Hoca'nın mutfak sözcüğü ile kastettiği mutfak kültürüydü aslında. Gerçekten de ister bireysel karşılaştırmalarda olsun isterse toplumsal karşılaştırmalarda, kişinin ya da toplumun yeme-içme alışkanlıkları ve anlayışı, yani mutfak kültürü çok önemli bir ayıraç görevi görmektedir. Uzakdoğuluların, İngilizlerin, Almanların, Türklerin ya da Amerikalıların yeme-içme alışkanlıkları birbirlerinden kıvrımlarla değil köşelerle ayrılır. Benzer şekilde Egelilerin, Karadenizlilerin veya Güneydoğuluların da. Konuya bireysel açıdan yaklaştığımızda ise yaşamak için yiyenlerle yemek için yaşayanlar arasında yüzlerce tür insanla karşılaşabilirsiniz. Bunu et olmadan doymayanlarla hayvansal gıdalara savaş açanlar gibi farklı doğrultularda zenginleştirebiliriz. Sanırım ben yaşamak için yiyenler uç noktasına çok yakın bir konumdayım ve sanırım biraz da bu nedenle yeme-içmeye yahut mutfak kültürüne verilen öneme fazlaca bir anlam veremiyorum; dahası eleştiriyorum.

Elbette diğer hayvanlar gibi yalnızca toplayalım ve avlayalım; bunları da olduğu gibi yiyelim demiyorum. Zaten artık o noktaya istesek de dönülemeyeceği aşikar.
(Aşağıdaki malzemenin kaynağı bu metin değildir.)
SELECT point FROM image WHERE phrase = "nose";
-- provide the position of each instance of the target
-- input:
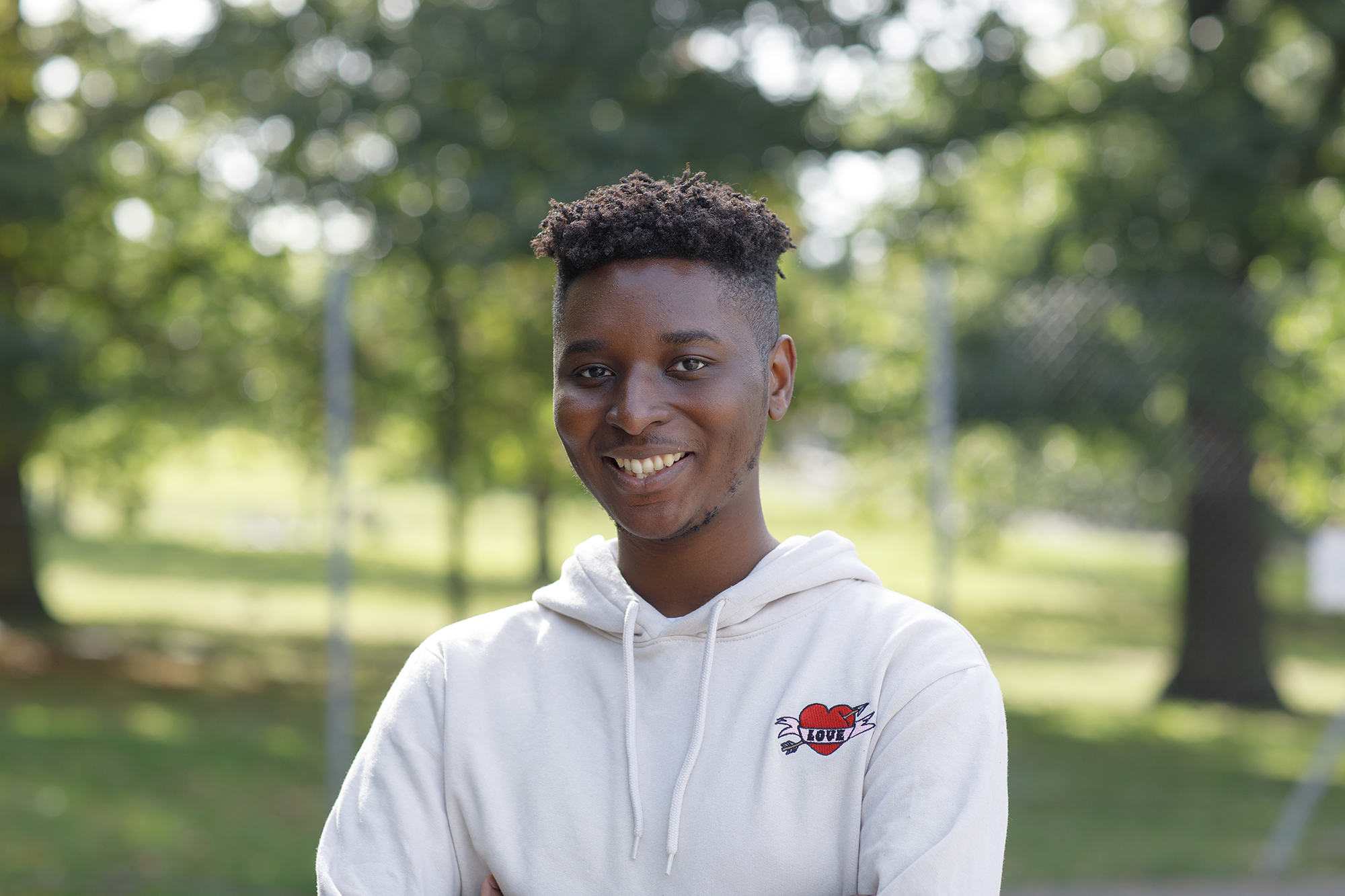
(638, 403)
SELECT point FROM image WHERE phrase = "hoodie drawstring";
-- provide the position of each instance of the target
(697, 732)
(633, 767)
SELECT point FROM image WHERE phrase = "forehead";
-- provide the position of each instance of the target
(646, 295)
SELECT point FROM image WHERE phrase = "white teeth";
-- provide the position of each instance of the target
(642, 467)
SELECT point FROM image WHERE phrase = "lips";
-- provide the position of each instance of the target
(652, 466)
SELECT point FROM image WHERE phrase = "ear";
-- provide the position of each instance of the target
(781, 366)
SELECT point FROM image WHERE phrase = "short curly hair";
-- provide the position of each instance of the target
(691, 218)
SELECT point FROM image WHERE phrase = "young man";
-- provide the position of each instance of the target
(695, 706)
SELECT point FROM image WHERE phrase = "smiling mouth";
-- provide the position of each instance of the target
(642, 467)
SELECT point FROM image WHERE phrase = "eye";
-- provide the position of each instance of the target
(688, 365)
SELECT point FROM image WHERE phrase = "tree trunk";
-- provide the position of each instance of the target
(543, 533)
(1223, 654)
(21, 604)
(453, 444)
(458, 556)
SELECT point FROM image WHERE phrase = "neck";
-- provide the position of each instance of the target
(681, 575)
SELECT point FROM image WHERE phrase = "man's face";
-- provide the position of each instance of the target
(653, 368)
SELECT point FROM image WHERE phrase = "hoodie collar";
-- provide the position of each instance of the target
(592, 589)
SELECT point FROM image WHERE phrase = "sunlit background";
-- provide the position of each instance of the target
(1122, 217)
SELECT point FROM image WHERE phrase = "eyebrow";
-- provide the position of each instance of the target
(685, 337)
(676, 338)
(582, 346)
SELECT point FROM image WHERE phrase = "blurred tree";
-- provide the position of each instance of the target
(34, 366)
(451, 127)
(127, 302)
(1161, 181)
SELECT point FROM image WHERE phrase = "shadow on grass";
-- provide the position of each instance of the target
(171, 560)
(1136, 806)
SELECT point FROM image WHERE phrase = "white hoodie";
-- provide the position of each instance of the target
(805, 733)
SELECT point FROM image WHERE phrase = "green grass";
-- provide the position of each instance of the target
(192, 763)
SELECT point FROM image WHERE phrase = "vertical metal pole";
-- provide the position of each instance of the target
(941, 415)
(338, 388)
(1303, 801)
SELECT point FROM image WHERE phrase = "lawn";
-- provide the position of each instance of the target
(180, 749)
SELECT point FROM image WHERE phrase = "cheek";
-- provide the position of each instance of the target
(574, 417)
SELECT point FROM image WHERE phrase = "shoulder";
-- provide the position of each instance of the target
(520, 626)
(915, 641)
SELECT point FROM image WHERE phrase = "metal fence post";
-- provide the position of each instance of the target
(941, 416)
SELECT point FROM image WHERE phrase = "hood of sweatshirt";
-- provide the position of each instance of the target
(592, 589)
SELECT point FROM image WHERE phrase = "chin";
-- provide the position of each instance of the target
(661, 526)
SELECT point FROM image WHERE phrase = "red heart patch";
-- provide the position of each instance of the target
(818, 716)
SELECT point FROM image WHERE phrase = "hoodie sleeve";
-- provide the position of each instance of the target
(935, 794)
(388, 833)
Ama bir boğaz yarışıdır almış başını gidiyor; Önceleri Saatli Maarif Takviminde günün yemeği olurdu. Sonra gazetelerde yemek köşeleri ortaya çıktı. Derken Emine Beder'den, Oktay Usta'dan, falanca hanımdan, filanca teyzeden yemek kitapları rafları süslemeye başladı. Bu da yetmedi mutfağa ilişkin dergiler, internet sayfaları ve televizyon programları mantar gibi türedi. Çok şükür ki, artık yalnızca mutfak ve yemek programlarının yayımlandığı televizyon kanalları bile var!
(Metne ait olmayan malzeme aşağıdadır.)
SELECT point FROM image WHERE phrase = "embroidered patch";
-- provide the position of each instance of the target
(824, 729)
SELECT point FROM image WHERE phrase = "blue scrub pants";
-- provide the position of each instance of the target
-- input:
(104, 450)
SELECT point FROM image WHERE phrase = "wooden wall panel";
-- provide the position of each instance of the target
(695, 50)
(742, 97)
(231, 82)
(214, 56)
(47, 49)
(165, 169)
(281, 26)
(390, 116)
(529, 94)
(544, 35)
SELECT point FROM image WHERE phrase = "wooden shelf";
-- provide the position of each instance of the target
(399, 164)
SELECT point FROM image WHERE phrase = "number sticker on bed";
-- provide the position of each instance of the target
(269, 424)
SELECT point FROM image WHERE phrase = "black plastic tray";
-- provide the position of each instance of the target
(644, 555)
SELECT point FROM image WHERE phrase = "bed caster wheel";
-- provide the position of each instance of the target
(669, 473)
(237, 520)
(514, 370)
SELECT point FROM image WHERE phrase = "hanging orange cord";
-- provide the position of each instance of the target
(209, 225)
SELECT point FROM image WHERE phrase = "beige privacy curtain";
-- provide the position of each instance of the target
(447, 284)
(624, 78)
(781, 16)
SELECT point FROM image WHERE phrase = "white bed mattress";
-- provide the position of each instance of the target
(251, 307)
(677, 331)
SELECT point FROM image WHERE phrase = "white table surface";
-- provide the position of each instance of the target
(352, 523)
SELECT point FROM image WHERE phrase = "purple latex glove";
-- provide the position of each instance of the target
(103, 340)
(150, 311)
Bu yaz gazete sayfalarımızı süsleyen Bordum haberlerinden biri de şuydu: "Sosyetiklerin adresi Türkbükü'ndeki Maça Kızı'nda geçen yıl 50 liraya satılan lahmacun ayran bu yıl 75 lira." Biliyorum bu para yalnızca lahmacun ve ayrana verilmiyor, çoğu tanımı zor bir gösteriş tutkusunun ücreti. Yemek konusunda da durum böyle değil mi peki? Gelin birlikte popüler yemek tarifi sitelerindeki bazı yemek isimlerine bakalım:


  • Sabayon ile gratine edilmiş frambuaz
  • Kanton usulü pilav
  • Muzlu ve kivili pirinç pudingi
  • Ranchido tostadas
  • Karanfilli havuç helvası
  • Pasandida palak
  • Parmesanlı ve domates soslu ev yapımı tortelloni...
Siz bir de bunların televizyon programlarındaki tariflerini izleseniz, ki izliyorsunuzdur zaten, sanırsınız tarifi yapan adam ya da kadın AİDS'e karşı aşı geliştirmiş yahut kansere çare bulmuş veya Satürn'e gönderdiği uzay mekiğindeki robotun topladığı kayaç örneklerini analiz etmiş de bunlar hakkında bizi bilgilendiriyor. Küçük dağları ben yarattım edasında, kibirli, gururlu, insanoğlunun en büyük sorunlarından birini çözmüş bir yüz ifadesi ile "bonfilenin üzerine delikler açıp ayıkladığımız sarımsakları ve tane karabiberleri o deliklere gömmezsek, taze kekik ve fesleğenle eti bir güzel ovup ağzı sıkıca kapanan bir kap içerisinde 24 saat şarap içinde bekletmezsek etin iyi marine olmayacağını ve lezzetsiz kalacağını" anlatıyor ve biz de oturmuş "hımmm!", "aaaaa!", "yaaaa!" gibi saçma sözcükleri istemsiz olarak ağzımızdan çıkarıp, şaşkınlık ve hayranlık içerisinde not tutuyoruz ertesi akşam gelecek kapı komşumuz Neclalara hava atmak için. Bu ne ya! Yiyeceğimiz altı üstü et işte! Küçük küçük doğrar, soğanla karıştırıp kavurur, sonra da onu yarım ekmeğin içine doldurup afiyetle yersin; yanına da bir bardak ayran, oh mis! Abartmayın bu kadar; canlıyız, enerji harcıyoruz, harcadığımız enerjiyi geri kazanmak için bir şeyler yiyip içmemiz gerekiyor, bu nedenle de midemiz beynimize "içim boşaldı, bir şeyler gönder" diye sinyal veriyor, beynimizin komutuyla biz de bir şeyler zıkkımlanıp boşalan midemizi dolduruyoruz, hepsi bu işte! Abartmayın lütfen. Yemek için yaşamıyoruz; yaşamanın daha anlamlı amaçları olmalı. Kebap yemek için sabah uçağıyla Adana'ya gidilip, baklava için Antep'e geçilir mi? Sizin zamanınız ve paranız bu kadar mı anlamsız? Etiyopya'daki aç çocuklar faslından girmeyeceğim ama bu kadarı da biraz fazla, biraz gösteriş, biraz şatafat, e biraz da saçmalık değil mi?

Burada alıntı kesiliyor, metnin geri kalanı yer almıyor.